You're hoping and God will speak. You can be someone who says curse God or an atheist or someone who is apathetic about going to church and God will speak to you. It’s a simple process—admit that you're powerless over the thing that's making you sick and take a risk of saying that you're not God and that you need something other than what's happened. And see what happens. It works. God speaks and shows up when you cry out. 

Number two is through other people. Find a witness. Someone who is not living where you are anymore. Someone that can be with you as you struggle with doubt out loud. People who relate to you and who are comfortable letting you dare out loud, need out loud, and be grateful out loud. Most of your confidence in God comes from you finding God in other people that tell you about their experiences. People that tell you there's a way through what you’re experiencing and there's a God that is with you because He was with them. A lot of times you will believe in them until you start to believe in the One who did it for them.

Number three is reading inspirational things. Instead of going and listening to some dead song that takes you down deeper into the darkness, listen to a song that has a promise. “I'm Your Champion” by Brian Brandon Lake is a good example.

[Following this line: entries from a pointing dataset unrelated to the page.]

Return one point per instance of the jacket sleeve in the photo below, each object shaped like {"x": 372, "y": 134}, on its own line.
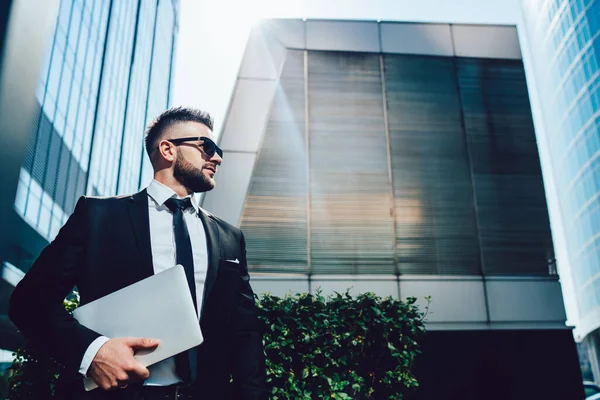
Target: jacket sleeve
{"x": 36, "y": 305}
{"x": 249, "y": 372}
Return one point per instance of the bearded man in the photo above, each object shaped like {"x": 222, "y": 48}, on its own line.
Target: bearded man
{"x": 110, "y": 243}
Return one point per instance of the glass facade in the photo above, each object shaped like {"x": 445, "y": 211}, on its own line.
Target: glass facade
{"x": 564, "y": 38}
{"x": 107, "y": 73}
{"x": 398, "y": 164}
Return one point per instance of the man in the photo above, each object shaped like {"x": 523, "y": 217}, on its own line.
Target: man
{"x": 110, "y": 243}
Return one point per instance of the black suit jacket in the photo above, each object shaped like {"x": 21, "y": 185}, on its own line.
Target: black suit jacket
{"x": 105, "y": 246}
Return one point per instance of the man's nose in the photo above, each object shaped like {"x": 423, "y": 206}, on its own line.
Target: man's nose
{"x": 216, "y": 159}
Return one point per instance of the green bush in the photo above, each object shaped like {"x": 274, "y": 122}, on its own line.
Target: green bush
{"x": 317, "y": 348}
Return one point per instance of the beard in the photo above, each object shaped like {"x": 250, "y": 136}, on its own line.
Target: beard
{"x": 191, "y": 177}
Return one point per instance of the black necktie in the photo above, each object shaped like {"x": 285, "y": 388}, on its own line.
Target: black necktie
{"x": 185, "y": 363}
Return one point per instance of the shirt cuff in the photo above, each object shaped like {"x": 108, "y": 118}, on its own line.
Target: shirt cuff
{"x": 90, "y": 353}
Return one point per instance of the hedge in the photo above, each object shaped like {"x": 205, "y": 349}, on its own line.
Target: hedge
{"x": 339, "y": 347}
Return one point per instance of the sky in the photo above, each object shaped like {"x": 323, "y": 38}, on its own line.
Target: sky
{"x": 213, "y": 35}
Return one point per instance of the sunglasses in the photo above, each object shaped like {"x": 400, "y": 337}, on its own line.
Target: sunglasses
{"x": 209, "y": 147}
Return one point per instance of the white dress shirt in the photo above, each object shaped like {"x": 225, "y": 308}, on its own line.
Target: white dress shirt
{"x": 162, "y": 242}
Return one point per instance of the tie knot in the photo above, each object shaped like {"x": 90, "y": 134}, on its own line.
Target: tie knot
{"x": 178, "y": 204}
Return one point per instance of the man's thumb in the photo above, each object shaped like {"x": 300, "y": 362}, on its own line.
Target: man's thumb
{"x": 142, "y": 343}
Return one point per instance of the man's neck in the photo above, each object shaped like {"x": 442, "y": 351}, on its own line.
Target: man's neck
{"x": 173, "y": 184}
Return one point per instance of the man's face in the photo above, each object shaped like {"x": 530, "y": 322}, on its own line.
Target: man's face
{"x": 193, "y": 168}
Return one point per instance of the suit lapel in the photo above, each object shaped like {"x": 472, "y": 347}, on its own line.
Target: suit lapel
{"x": 140, "y": 222}
{"x": 212, "y": 242}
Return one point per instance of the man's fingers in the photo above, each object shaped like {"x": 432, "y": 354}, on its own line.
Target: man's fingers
{"x": 139, "y": 373}
{"x": 141, "y": 343}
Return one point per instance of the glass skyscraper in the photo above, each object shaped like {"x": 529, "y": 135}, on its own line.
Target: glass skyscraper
{"x": 401, "y": 159}
{"x": 108, "y": 72}
{"x": 564, "y": 37}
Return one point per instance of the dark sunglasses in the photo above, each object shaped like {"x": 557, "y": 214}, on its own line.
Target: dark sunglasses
{"x": 210, "y": 147}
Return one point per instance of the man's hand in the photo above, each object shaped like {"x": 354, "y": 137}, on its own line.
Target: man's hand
{"x": 114, "y": 366}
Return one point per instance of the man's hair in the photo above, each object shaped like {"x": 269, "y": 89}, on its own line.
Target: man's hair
{"x": 172, "y": 116}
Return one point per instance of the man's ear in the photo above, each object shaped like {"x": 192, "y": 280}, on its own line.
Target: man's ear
{"x": 166, "y": 150}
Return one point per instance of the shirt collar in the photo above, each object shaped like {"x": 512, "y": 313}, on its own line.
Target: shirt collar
{"x": 161, "y": 193}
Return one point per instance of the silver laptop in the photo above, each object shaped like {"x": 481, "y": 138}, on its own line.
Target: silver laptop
{"x": 159, "y": 307}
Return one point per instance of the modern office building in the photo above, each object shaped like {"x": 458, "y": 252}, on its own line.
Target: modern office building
{"x": 107, "y": 73}
{"x": 564, "y": 39}
{"x": 401, "y": 159}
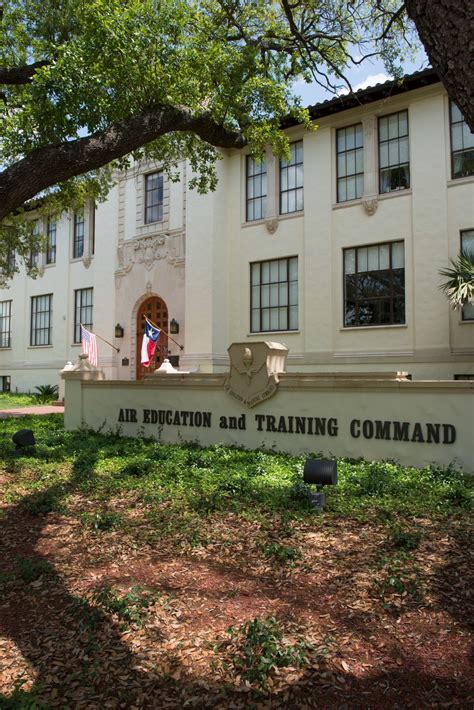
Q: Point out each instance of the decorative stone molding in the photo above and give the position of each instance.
(271, 225)
(150, 249)
(370, 204)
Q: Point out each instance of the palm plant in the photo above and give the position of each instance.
(459, 287)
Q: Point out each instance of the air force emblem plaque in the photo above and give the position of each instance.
(254, 370)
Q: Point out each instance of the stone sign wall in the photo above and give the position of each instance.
(373, 417)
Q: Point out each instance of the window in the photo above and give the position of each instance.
(5, 324)
(394, 158)
(467, 246)
(34, 253)
(374, 285)
(350, 163)
(51, 242)
(41, 319)
(83, 306)
(256, 189)
(462, 145)
(274, 295)
(154, 197)
(78, 238)
(291, 180)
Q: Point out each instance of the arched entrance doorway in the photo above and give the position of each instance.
(154, 309)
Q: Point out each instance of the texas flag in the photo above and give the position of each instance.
(150, 339)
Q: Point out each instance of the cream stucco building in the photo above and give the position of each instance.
(336, 254)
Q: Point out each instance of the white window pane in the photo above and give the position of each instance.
(274, 295)
(393, 153)
(373, 259)
(299, 199)
(384, 155)
(293, 293)
(362, 259)
(468, 137)
(299, 176)
(393, 126)
(255, 296)
(293, 269)
(341, 165)
(398, 255)
(293, 324)
(403, 123)
(404, 154)
(291, 201)
(255, 321)
(350, 186)
(384, 256)
(342, 194)
(383, 129)
(349, 261)
(274, 324)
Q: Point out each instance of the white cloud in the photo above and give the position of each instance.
(371, 80)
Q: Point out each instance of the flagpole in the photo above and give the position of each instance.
(181, 347)
(101, 338)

Listen to it and hate it but you're hating your hope. Get on the train of healing pain. The words that have inspired other people are the word of God. It's a living word when you take your heart to it. 

Number four is circumstances. When you're stuck you ask most of the time, “Why is this happening to me?” But dare to look at circumstances as the possibility of love. God's love and God sending messages about life to you. Instead of asking, “Why is this happening to me?” Ask “God, what are you telling me?” Not “What are you teaching me?” But “What are you sharing with me?” And “What are you giving me?” Circumstances to God that goes ahead of you are actually for you now. It’s going to bring some serious struggles with God to the forefront. Struggle with the circumstances but do it out loud. Then you know that God is in it because you’ve been to places where God isn't.

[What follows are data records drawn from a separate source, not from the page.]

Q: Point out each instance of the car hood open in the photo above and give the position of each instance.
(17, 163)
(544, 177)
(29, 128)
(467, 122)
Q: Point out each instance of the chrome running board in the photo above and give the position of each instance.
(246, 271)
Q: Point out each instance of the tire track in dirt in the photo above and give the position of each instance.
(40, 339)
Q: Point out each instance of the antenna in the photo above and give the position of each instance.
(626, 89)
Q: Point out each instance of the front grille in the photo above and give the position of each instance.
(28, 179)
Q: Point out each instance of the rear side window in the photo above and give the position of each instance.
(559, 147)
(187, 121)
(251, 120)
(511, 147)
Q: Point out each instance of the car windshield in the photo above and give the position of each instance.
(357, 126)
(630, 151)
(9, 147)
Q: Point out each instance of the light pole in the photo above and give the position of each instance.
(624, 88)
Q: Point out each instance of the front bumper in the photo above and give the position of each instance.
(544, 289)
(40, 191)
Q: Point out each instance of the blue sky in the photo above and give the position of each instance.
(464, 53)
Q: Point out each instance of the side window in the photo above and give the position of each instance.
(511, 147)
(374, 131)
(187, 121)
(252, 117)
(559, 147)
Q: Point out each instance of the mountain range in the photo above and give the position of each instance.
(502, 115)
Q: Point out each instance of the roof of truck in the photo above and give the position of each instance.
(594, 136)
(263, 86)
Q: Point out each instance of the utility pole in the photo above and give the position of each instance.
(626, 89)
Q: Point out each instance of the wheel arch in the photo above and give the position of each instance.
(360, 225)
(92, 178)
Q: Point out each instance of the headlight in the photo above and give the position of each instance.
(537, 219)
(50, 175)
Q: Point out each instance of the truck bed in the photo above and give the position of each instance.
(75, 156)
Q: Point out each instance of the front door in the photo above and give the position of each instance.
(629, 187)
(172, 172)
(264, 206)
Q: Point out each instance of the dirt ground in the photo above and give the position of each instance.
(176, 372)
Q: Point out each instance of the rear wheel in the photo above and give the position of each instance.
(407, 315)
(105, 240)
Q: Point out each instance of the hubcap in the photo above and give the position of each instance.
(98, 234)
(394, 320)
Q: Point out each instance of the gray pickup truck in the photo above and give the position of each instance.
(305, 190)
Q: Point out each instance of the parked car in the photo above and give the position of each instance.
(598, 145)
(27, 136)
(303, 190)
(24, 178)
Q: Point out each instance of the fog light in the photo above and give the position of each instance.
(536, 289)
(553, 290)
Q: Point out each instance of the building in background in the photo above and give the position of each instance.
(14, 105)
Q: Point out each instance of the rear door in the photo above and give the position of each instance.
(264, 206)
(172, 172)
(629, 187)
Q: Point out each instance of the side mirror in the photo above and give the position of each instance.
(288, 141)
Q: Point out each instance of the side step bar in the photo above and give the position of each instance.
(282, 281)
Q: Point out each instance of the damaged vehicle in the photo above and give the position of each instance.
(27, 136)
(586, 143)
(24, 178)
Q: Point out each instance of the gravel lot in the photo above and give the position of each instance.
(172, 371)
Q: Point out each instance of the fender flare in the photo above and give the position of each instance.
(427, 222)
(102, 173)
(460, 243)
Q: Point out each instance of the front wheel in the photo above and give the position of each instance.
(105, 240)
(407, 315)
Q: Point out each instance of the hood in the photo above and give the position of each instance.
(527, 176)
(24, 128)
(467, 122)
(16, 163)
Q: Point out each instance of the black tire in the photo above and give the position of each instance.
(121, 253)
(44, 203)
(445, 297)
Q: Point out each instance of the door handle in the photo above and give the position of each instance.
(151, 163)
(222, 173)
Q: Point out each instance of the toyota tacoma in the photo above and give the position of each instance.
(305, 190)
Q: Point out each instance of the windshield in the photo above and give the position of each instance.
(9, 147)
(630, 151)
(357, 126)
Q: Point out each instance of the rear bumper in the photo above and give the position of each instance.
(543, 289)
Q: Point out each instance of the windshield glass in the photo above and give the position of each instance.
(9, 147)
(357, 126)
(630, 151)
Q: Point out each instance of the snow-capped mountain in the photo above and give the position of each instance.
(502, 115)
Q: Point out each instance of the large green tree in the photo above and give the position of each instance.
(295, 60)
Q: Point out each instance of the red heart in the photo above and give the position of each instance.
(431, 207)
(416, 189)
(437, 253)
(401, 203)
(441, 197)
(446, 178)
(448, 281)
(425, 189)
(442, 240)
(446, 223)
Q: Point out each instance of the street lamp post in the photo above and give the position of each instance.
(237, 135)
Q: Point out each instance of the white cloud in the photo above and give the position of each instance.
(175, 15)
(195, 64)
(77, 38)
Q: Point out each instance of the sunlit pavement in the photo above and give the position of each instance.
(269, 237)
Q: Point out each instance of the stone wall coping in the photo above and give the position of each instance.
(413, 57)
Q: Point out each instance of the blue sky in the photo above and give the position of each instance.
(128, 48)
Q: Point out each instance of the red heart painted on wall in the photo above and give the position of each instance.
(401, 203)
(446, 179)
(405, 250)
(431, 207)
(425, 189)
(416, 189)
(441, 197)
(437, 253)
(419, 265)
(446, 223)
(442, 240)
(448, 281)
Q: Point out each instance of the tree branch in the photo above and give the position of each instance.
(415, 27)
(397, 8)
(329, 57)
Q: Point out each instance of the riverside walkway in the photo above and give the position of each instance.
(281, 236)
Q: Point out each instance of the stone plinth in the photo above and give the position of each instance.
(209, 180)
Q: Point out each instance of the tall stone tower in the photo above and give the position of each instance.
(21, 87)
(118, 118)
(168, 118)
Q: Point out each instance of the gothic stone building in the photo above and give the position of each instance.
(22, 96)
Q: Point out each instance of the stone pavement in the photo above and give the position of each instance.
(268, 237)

Number five is illumination. God will enlighten us. St. Paul prays for us. He says “I pray that you will see life through the eyes of your heart. That the eyes of your heart will be enlightened. That you will look through your feelings, your needs, your desire, your belongings, your hope, and you're risking so that you'll know the hope, the power, and the glory that is this God in Jesus Christ that restores us to how we were born to be.” 

Those are the five ways God speaks to us. You have to dare that He is talking to you. Even saying, “I'm not hearing you,” is part of a conversation. 

All of this is actionable. It's a choice. It's an awareness. It's moving towards something rather than numbing. Having confidence in God comes down to a choice even if you don't want to do it.

Takeaways
The five ways we hear from God are core to having confidence in God. 

The five ways are 1) prayer and meditation 2) through other people 3) reading inspirational things 4) circumstances 5) illumination.

God pursues you.

Listener Question
How do I get my child to sleep in his own bed? 

Recognize it’s anxiety, not comfort that's bringing them into your bed. Your child is feeling, “I'm not sure I'm okay. I'm not sure you're okay.” He is wanting to have security. 

The best thing to do is have your child sleep on the floor on a pallet near your bed. Your child will then say, there’s plenty of room for me in your bed and ask, “Why can’t I sleep in your bed?” The answer to this question is, “Because we all have our space. You have your own bed and I'm not going to get in your bed. This is my bed and my space. If you want to be close to me, let's make your space.” 

You're guaranteeing your child that he has a safe place, which will calm the anxiety. And to find out what the anxiety is, ask your child questions like, “What's going on? Will you tell me what is happening in your life?” More than anything it's that your child needs a place to know without asking that he simply has a safe place he can go. 

It may sound cruel to put them on the floor. Let your child know you’ll be right next to him, in your space, which is your bed and you’re not going to leave. There's a point at which your child will say, “I think I'll just go to my bed.”